As the Commissioner of Food and Drug Administration, Maharashtra, in 2026, he closed multiple popular eateries for violations of the Food Safety and Standards Act, 2006. His 2026 enforcement drive triggered broader operational impact across India, with media reporting proactive internal audits in commercial kitchens and public calls for similar administrative measures in Delhi-NCR.

===Positions held ===
Following is the list of positions held by Mundhe in chronological order.

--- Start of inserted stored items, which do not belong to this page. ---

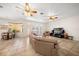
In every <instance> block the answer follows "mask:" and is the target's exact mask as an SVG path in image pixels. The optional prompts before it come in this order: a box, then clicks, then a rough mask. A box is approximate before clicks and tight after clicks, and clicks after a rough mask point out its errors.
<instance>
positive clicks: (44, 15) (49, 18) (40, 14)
mask: <svg viewBox="0 0 79 59" xmlns="http://www.w3.org/2000/svg"><path fill="white" fill-rule="evenodd" d="M40 15H42V17H47V18H48V19H49V20H56V19H58V16H57V15H47V14H46V15H45V13H43V12H41V13H40Z"/></svg>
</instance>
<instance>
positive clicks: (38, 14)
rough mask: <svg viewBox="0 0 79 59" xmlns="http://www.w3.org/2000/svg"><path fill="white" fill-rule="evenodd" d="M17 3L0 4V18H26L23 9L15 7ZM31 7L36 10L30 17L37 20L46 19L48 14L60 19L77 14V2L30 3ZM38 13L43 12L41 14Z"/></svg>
mask: <svg viewBox="0 0 79 59" xmlns="http://www.w3.org/2000/svg"><path fill="white" fill-rule="evenodd" d="M21 5H23V4H19V3H3V4H0V6H3V7H1V8H0V18H1V17H2V18H10V19H26V18H27V16H24V15H23V12H24V11H23V10H21V9H18V8H16V6H21ZM31 6H32V7H33V8H36V9H37V10H38V13H37V14H36V16H34V17H31V18H34V19H38V20H43V21H46V19H47V17H46V16H49V15H57V16H58V17H59V18H60V19H63V18H68V17H73V16H78V15H79V4H78V3H31ZM40 13H44V14H43V15H41V14H40Z"/></svg>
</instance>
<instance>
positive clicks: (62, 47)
mask: <svg viewBox="0 0 79 59" xmlns="http://www.w3.org/2000/svg"><path fill="white" fill-rule="evenodd" d="M29 38H30V43H31V45H32V47H33V49H34V50H35V51H36V52H37V53H39V54H41V55H44V56H79V41H75V40H69V39H64V38H57V37H52V36H47V37H42V36H36V35H33V34H31V35H30V36H29Z"/></svg>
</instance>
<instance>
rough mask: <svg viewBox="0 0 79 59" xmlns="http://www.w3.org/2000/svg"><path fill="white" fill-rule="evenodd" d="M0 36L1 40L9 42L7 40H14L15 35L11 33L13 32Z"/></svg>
mask: <svg viewBox="0 0 79 59" xmlns="http://www.w3.org/2000/svg"><path fill="white" fill-rule="evenodd" d="M1 36H2V39H3V40H9V39H12V38H15V33H13V32H3V33H2V34H1Z"/></svg>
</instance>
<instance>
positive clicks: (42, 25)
mask: <svg viewBox="0 0 79 59" xmlns="http://www.w3.org/2000/svg"><path fill="white" fill-rule="evenodd" d="M8 22H18V23H23V32H20V33H18V36H19V37H27V35H28V34H29V32H31V29H32V28H31V27H36V26H38V27H39V26H41V31H40V32H41V33H39V34H42V33H43V32H44V30H45V23H42V22H36V21H31V20H30V21H29V20H27V19H26V20H24V19H21V20H11V19H0V24H8ZM29 24H30V25H29Z"/></svg>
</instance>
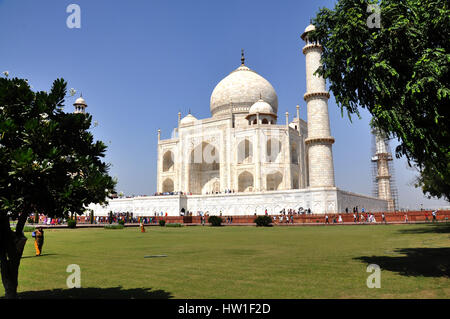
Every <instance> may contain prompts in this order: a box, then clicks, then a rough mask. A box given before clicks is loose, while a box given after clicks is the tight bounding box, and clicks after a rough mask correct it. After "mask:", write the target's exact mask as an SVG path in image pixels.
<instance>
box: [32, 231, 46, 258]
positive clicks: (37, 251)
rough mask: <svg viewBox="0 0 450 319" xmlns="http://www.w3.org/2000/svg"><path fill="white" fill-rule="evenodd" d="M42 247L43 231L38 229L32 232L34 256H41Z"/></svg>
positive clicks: (43, 241) (42, 241) (42, 239)
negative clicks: (35, 249)
mask: <svg viewBox="0 0 450 319" xmlns="http://www.w3.org/2000/svg"><path fill="white" fill-rule="evenodd" d="M42 246H44V229H43V228H42V227H38V228H37V229H36V231H35V232H34V248H35V249H36V256H40V255H41V254H42Z"/></svg>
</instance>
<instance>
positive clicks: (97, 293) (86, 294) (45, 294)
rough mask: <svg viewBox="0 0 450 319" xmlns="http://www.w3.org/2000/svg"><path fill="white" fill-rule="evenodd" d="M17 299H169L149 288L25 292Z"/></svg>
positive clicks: (165, 293)
mask: <svg viewBox="0 0 450 319" xmlns="http://www.w3.org/2000/svg"><path fill="white" fill-rule="evenodd" d="M18 297H19V299H169V298H172V297H173V296H172V294H171V293H170V292H167V291H164V290H153V291H152V290H151V288H131V289H122V287H120V286H119V287H110V288H73V289H52V290H39V291H25V292H21V293H19V294H18Z"/></svg>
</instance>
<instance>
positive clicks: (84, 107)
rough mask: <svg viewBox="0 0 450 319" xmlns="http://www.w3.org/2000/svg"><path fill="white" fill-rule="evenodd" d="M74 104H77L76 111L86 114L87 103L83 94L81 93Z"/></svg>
mask: <svg viewBox="0 0 450 319" xmlns="http://www.w3.org/2000/svg"><path fill="white" fill-rule="evenodd" d="M73 106H75V111H74V113H81V114H86V108H87V104H86V101H85V100H84V99H83V94H81V95H80V97H79V98H78V99H76V100H75V103H73Z"/></svg>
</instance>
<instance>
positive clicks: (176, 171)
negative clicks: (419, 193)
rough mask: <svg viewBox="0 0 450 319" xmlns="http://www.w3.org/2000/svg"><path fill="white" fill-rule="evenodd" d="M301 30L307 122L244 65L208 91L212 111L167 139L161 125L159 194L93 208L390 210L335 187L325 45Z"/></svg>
mask: <svg viewBox="0 0 450 319" xmlns="http://www.w3.org/2000/svg"><path fill="white" fill-rule="evenodd" d="M312 30H314V26H313V25H309V26H308V27H307V28H306V29H305V32H304V33H303V34H302V36H301V37H302V39H303V40H304V41H305V46H304V47H303V53H304V55H305V57H306V93H305V94H304V99H305V101H306V105H307V121H304V120H303V119H301V118H300V115H299V106H297V109H296V117H294V118H293V120H292V121H290V120H289V114H288V113H287V112H286V114H285V118H284V119H283V117H279V116H278V97H277V93H276V92H275V89H274V88H273V86H272V85H271V84H270V82H269V81H267V80H266V79H265V78H264V77H262V76H261V75H259V74H258V73H257V72H256V71H254V70H252V69H250V68H249V67H248V66H247V65H246V64H245V59H244V54H243V53H242V57H241V65H240V66H239V67H238V68H236V69H235V70H233V71H232V72H231V73H230V74H228V75H227V76H226V77H225V78H224V79H222V80H221V81H220V82H219V83H218V84H217V86H216V87H215V88H214V90H213V92H212V94H211V101H210V111H211V117H210V118H206V119H197V118H196V117H195V116H194V115H193V114H190V113H189V114H188V115H186V116H184V117H183V118H182V117H181V113H178V125H177V127H176V128H175V129H174V131H173V134H172V137H171V138H170V139H166V140H163V139H161V132H160V131H159V130H158V150H157V151H158V156H157V158H158V162H157V185H156V189H157V193H158V196H145V197H144V196H142V197H133V198H117V199H113V200H110V201H109V205H107V206H104V207H102V206H100V205H91V206H90V207H89V208H90V209H92V210H94V214H95V215H97V216H102V215H106V214H108V212H110V211H112V212H133V213H134V215H135V216H153V215H154V214H158V215H159V214H161V212H162V213H163V214H164V215H165V213H167V214H168V215H179V214H180V211H181V210H182V209H184V210H186V211H191V212H192V213H193V214H194V215H197V213H198V212H203V213H206V212H207V213H209V214H211V215H215V214H216V215H219V214H223V215H253V214H255V213H256V214H264V212H265V210H266V209H267V211H268V213H269V214H278V213H279V212H280V210H282V209H283V208H285V209H286V210H287V209H290V208H291V209H295V210H297V209H298V208H299V207H303V208H304V209H308V208H310V209H311V211H312V212H313V213H315V214H325V213H329V214H330V213H337V212H342V211H345V209H346V208H348V209H349V211H351V209H352V208H353V207H355V206H358V207H359V208H363V207H364V208H365V209H366V211H374V212H375V211H386V210H387V207H388V202H387V201H386V200H382V199H379V198H375V197H370V196H365V195H358V194H354V193H350V192H346V191H343V190H340V189H338V188H337V187H336V186H335V179H334V166H333V152H332V145H333V143H334V138H333V137H332V135H331V130H330V121H329V116H328V99H329V97H330V95H329V93H328V92H327V90H326V85H325V80H324V79H323V78H322V77H320V76H316V75H314V72H315V71H316V70H317V68H318V67H319V66H320V57H321V53H322V47H321V45H320V44H319V43H317V42H316V41H313V40H312V39H310V37H309V32H311V31H312Z"/></svg>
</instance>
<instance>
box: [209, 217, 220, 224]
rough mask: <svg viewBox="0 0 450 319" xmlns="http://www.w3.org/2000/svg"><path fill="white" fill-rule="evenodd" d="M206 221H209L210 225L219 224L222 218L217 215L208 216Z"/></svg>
mask: <svg viewBox="0 0 450 319" xmlns="http://www.w3.org/2000/svg"><path fill="white" fill-rule="evenodd" d="M208 223H210V224H211V226H221V225H222V223H223V219H222V217H219V216H210V217H209V218H208Z"/></svg>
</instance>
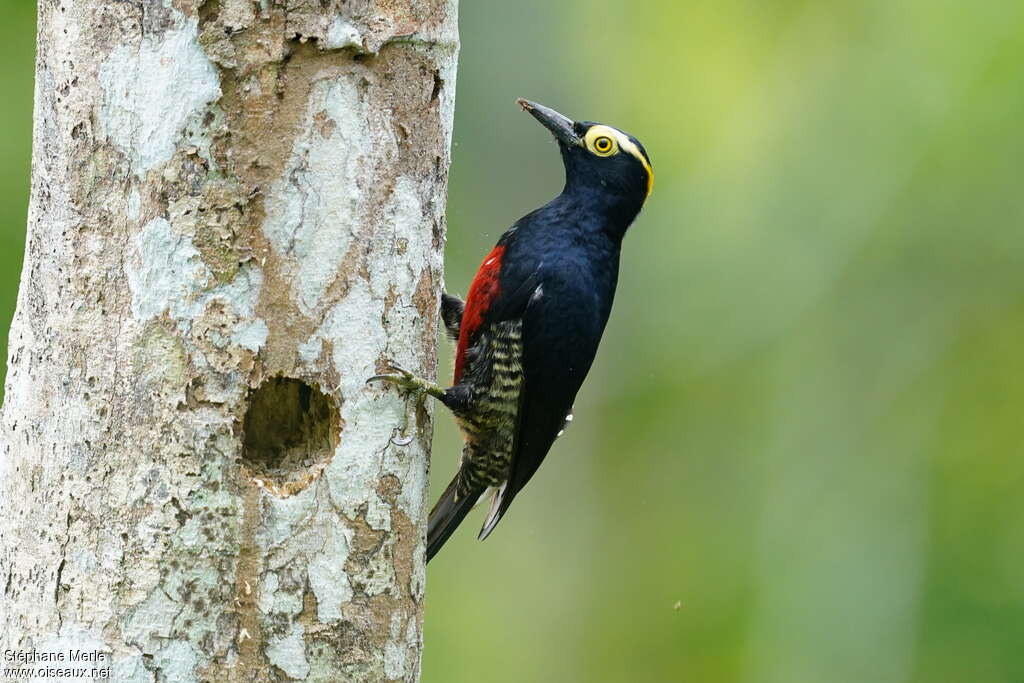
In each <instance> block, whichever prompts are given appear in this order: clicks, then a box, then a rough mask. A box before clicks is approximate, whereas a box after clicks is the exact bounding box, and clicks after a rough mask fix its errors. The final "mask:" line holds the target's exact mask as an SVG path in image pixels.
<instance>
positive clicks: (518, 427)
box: [368, 99, 654, 561]
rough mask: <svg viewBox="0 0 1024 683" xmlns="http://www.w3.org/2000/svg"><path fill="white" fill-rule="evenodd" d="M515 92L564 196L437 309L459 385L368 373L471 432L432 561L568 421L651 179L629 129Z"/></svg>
mask: <svg viewBox="0 0 1024 683" xmlns="http://www.w3.org/2000/svg"><path fill="white" fill-rule="evenodd" d="M517 102H518V104H519V105H520V106H521V108H522V109H523V110H524V111H526V112H528V113H529V114H531V115H532V116H534V118H535V119H537V120H538V121H539V122H540V123H541V124H543V125H544V126H545V127H546V128H547V129H548V130H550V131H551V133H552V134H553V135H554V137H555V140H556V142H557V144H558V147H559V151H560V152H561V156H562V162H563V164H564V166H565V185H564V187H563V188H562V191H561V194H560V195H558V197H556V198H555V199H554V200H552V201H551V202H549V203H548V204H546V205H545V206H543V207H541V208H540V209H538V210H536V211H534V212H531V213H528V214H526V215H525V216H523V217H522V218H520V219H519V220H518V221H516V223H515V224H514V225H513V226H512V227H511V228H509V230H508V231H506V232H505V233H504V234H503V236H502V237H501V239H500V240H499V241H498V244H497V245H496V246H495V248H494V249H493V250H492V251H490V253H488V254H487V255H486V256H485V257H484V259H483V262H482V263H481V264H480V268H479V270H477V272H476V276H475V278H474V279H473V282H472V284H471V285H470V287H469V294H468V295H467V297H466V301H465V303H464V302H462V301H460V300H459V299H458V298H456V297H453V296H450V295H447V294H443V295H442V296H441V319H442V322H443V324H444V326H445V328H446V329H447V332H449V334H450V335H451V336H452V337H453V338H454V339H455V340H457V346H456V357H455V379H454V382H453V386H451V387H449V388H442V387H440V386H438V385H436V384H434V383H432V382H429V381H427V380H424V379H421V378H418V377H416V376H414V375H413V374H412V373H409V372H407V371H404V370H402V369H401V368H398V367H396V366H394V365H393V364H392V365H391V366H390V367H389V369H388V370H390V371H391V372H390V373H389V374H385V375H377V376H375V377H372V378H370V380H368V381H384V382H390V383H393V384H395V385H397V386H398V387H399V388H400V389H402V390H404V391H408V392H411V393H416V394H420V395H424V394H426V395H431V396H433V397H435V398H437V399H438V400H440V401H441V402H442V403H443V404H444V405H445V407H447V408H449V409H450V410H451V411H452V412H453V413H454V415H455V417H456V420H457V421H458V423H459V426H460V428H461V430H462V432H463V435H464V437H465V445H464V447H463V453H462V464H461V467H460V469H459V472H458V473H457V474H456V475H455V478H454V479H452V482H451V483H450V484H449V486H447V488H446V489H445V490H444V493H443V494H442V495H441V497H440V499H439V500H438V501H437V504H436V505H435V506H434V508H433V510H432V511H431V513H430V519H429V522H428V525H427V527H428V528H427V561H429V560H430V559H431V558H432V557H433V556H434V555H435V554H436V553H437V551H438V550H440V548H441V546H442V545H443V544H444V542H445V541H447V539H449V537H451V536H452V532H453V531H455V529H456V527H457V526H458V525H459V523H460V522H461V521H462V520H463V518H464V517H465V516H466V514H467V513H468V512H469V511H470V509H472V508H473V506H474V505H476V503H477V502H478V501H480V500H483V498H484V497H485V496H486V495H487V494H490V496H492V499H490V509H489V511H488V513H487V517H486V519H485V520H484V522H483V526H482V528H481V529H480V532H479V537H478V538H479V539H480V540H481V541H482V540H483V539H485V538H486V537H487V535H489V533H490V531H493V530H494V528H495V526H496V525H497V524H498V522H499V521H500V520H501V518H502V516H503V515H504V514H505V512H506V511H507V510H508V508H509V506H510V505H511V504H512V501H513V500H514V499H515V497H516V495H517V494H518V493H519V492H520V490H522V487H523V486H524V485H526V482H527V481H529V479H530V477H532V476H534V473H535V472H537V469H538V467H539V466H540V465H541V462H542V461H543V460H544V458H545V456H546V455H547V454H548V451H549V450H550V449H551V445H552V443H553V442H554V440H555V438H556V437H557V436H558V435H560V434H561V432H562V430H563V429H564V428H565V426H566V425H567V424H568V422H570V421H571V420H572V412H571V411H572V402H573V400H574V398H575V395H577V392H578V391H579V390H580V387H581V385H582V384H583V381H584V378H586V377H587V373H588V371H590V367H591V364H592V362H593V360H594V355H595V354H596V353H597V347H598V344H599V343H600V341H601V335H602V334H603V333H604V326H605V324H606V323H607V321H608V314H609V313H610V311H611V302H612V299H613V298H614V294H615V284H616V282H617V279H618V254H620V249H621V246H622V242H623V238H624V237H625V234H626V230H627V229H628V228H629V226H630V224H631V223H632V222H633V219H634V218H636V216H637V214H638V213H639V212H640V209H641V208H642V207H643V205H644V202H645V201H646V200H647V197H648V196H649V195H650V190H651V186H652V184H653V181H654V175H653V171H652V170H651V164H650V158H649V157H648V156H647V153H646V152H645V151H644V147H643V145H642V144H640V142H639V141H638V140H637V139H636V138H635V137H633V136H632V135H628V134H627V133H624V132H623V131H621V130H618V129H617V128H613V127H611V126H607V125H604V124H599V123H593V122H584V121H580V122H577V121H572V120H570V119H568V118H566V117H564V116H562V115H561V114H559V113H558V112H555V111H554V110H551V109H548V108H547V106H543V105H541V104H538V103H536V102H531V101H529V100H526V99H519V100H517Z"/></svg>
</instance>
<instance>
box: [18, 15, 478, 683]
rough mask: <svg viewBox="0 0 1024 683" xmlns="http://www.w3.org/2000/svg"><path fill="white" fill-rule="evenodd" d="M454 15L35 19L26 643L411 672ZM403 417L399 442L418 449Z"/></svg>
mask: <svg viewBox="0 0 1024 683" xmlns="http://www.w3.org/2000/svg"><path fill="white" fill-rule="evenodd" d="M457 51H458V37H457V31H456V0H431V1H428V2H416V1H414V0H377V1H373V0H349V1H347V2H346V1H344V0H257V1H255V2H254V1H252V0H206V1H205V2H203V1H202V0H194V1H189V0H168V1H167V2H162V1H161V0H140V1H135V2H114V1H111V0H88V1H83V2H75V3H72V2H70V1H69V0H41V1H40V7H39V55H38V63H37V90H36V120H35V137H34V145H35V146H34V159H33V183H32V203H31V209H30V218H29V236H28V248H27V252H26V262H25V269H24V273H23V279H22V288H20V294H19V297H18V306H17V313H16V315H15V319H14V324H13V327H12V329H11V333H10V349H11V350H10V358H9V367H10V371H9V376H8V378H7V384H6V397H5V403H4V407H3V435H2V439H3V441H2V452H0V590H2V591H3V593H2V599H0V644H2V646H3V647H6V648H13V649H15V650H28V649H31V648H35V649H36V650H37V651H39V652H41V651H54V652H55V651H65V652H68V651H70V650H71V649H75V648H77V649H82V650H87V651H99V652H101V653H104V655H105V657H100V661H103V660H104V659H105V661H106V663H108V664H109V665H110V666H111V667H112V668H113V676H112V677H113V679H114V680H117V681H171V682H180V681H201V680H202V681H205V680H217V681H219V680H232V681H233V680H238V681H243V680H244V681H270V680H272V681H279V680H309V681H346V680H352V681H384V680H401V681H414V680H416V679H417V678H418V675H419V663H420V647H421V642H422V639H421V625H422V606H423V592H424V571H425V567H424V561H423V552H424V551H423V527H424V521H425V512H426V510H425V503H426V501H425V493H426V471H427V458H428V451H429V443H430V435H431V432H430V418H429V415H428V414H427V413H426V412H425V410H424V409H420V410H419V411H417V412H416V413H415V414H412V415H409V416H407V415H406V402H404V401H403V400H402V399H401V398H400V397H399V396H398V395H397V394H396V393H394V392H393V391H387V390H385V389H383V388H381V387H375V386H367V385H365V379H366V378H367V377H369V376H370V375H372V374H374V373H375V372H377V371H380V370H383V360H384V359H393V360H395V361H397V362H398V364H400V365H402V366H404V367H408V368H410V369H411V370H415V371H417V372H418V373H421V374H424V375H427V376H431V375H432V374H433V373H434V372H435V357H436V355H435V329H436V319H437V298H438V295H439V291H440V285H441V250H442V246H443V240H444V223H443V209H444V197H445V187H446V179H447V177H446V176H447V165H449V146H450V136H451V127H452V114H453V108H454V95H455V69H456V58H457ZM407 418H408V436H409V437H410V439H409V440H410V442H409V443H408V445H398V444H396V443H395V442H394V441H398V442H399V443H404V442H406V439H404V438H392V437H394V436H395V435H396V430H397V429H399V428H400V427H401V426H402V425H403V423H404V422H406V421H407Z"/></svg>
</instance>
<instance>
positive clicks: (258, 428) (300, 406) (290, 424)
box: [242, 377, 339, 480]
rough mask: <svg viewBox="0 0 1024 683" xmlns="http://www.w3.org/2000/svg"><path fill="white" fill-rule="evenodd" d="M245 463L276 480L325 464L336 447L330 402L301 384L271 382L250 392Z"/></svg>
mask: <svg viewBox="0 0 1024 683" xmlns="http://www.w3.org/2000/svg"><path fill="white" fill-rule="evenodd" d="M244 431H245V437H244V439H245V440H244V446H245V447H244V451H243V456H242V458H243V461H244V462H245V463H246V464H247V465H248V466H249V467H250V468H251V469H252V470H253V472H254V473H257V474H262V475H264V476H269V477H272V478H275V479H278V480H284V479H289V478H290V477H289V475H290V474H292V473H296V472H304V471H305V470H307V469H308V468H309V467H310V466H312V465H315V464H316V463H322V462H327V461H329V460H330V459H331V456H332V455H333V454H334V450H335V447H336V446H337V445H338V432H339V424H338V409H337V407H336V405H335V401H334V399H333V398H332V397H331V396H329V395H327V394H325V393H324V392H323V391H321V390H319V389H318V388H317V387H314V386H311V385H309V384H306V383H305V382H302V381H301V380H296V379H292V378H290V377H271V378H270V379H268V380H266V381H264V382H263V383H262V384H260V385H259V386H258V387H257V388H255V389H252V390H250V392H249V410H247V411H246V418H245V422H244Z"/></svg>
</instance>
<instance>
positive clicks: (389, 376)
mask: <svg viewBox="0 0 1024 683" xmlns="http://www.w3.org/2000/svg"><path fill="white" fill-rule="evenodd" d="M388 370H390V371H391V372H390V373H388V374H386V375H374V376H373V377H371V378H370V379H368V380H367V384H369V383H371V382H387V383H389V384H393V385H395V386H396V387H398V390H399V391H402V392H403V393H408V394H410V395H413V396H416V397H417V398H420V397H422V396H423V395H424V394H426V395H429V396H433V397H434V398H437V399H442V398H444V389H443V388H441V387H439V386H438V385H436V384H434V383H433V382H431V381H429V380H425V379H422V378H419V377H417V376H416V375H414V374H413V373H411V372H409V371H408V370H402V369H401V368H399V367H398V366H396V365H394V364H393V362H390V364H388Z"/></svg>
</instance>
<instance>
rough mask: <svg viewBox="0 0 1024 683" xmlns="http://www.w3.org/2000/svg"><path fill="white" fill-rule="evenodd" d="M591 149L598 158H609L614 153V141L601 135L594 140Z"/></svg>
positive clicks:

- CEO, Khadi and Village Industries Commission (KVIC)
- 2017 - Municipal Commissioner, Navi Mumbai Municipal Corporation (NMMC)
- 2017-18 - Managing Director, Pune Mahanagar Parivahan Mahamandal Limited (PMPML)
- 2018 - Municipal Commissioner, Nashik Municipal Corporation (NMC)
- 2018 - Additional Secretary, Planning, Mantralay, Government of Maharashtra
- 2020 - Municipal Commissioner, Nagpur Municipal Corporation
- Oct 2022 - Nov 2022 - Health Services Commissioner of Maharashtra
- 2026 - Commissioner of Food and Drug Administration, Maharashtra

== Awards and accolades ==
In 2015-16, he received the Best Collector Award from the Government of Maharashtra. He was also awarded the National Award for Social Justice and Empowerment by the Ministry of Social Justice and Empowerment. While he was the Municipal Commissioner, the Navi Mumbai Municipal Corporation received the SKOCH Order of Merit for its seismic retrofitting initiatives and EToilets. Further, he was awarded the National Award for the Best Integrated Traffic Management System in 2017.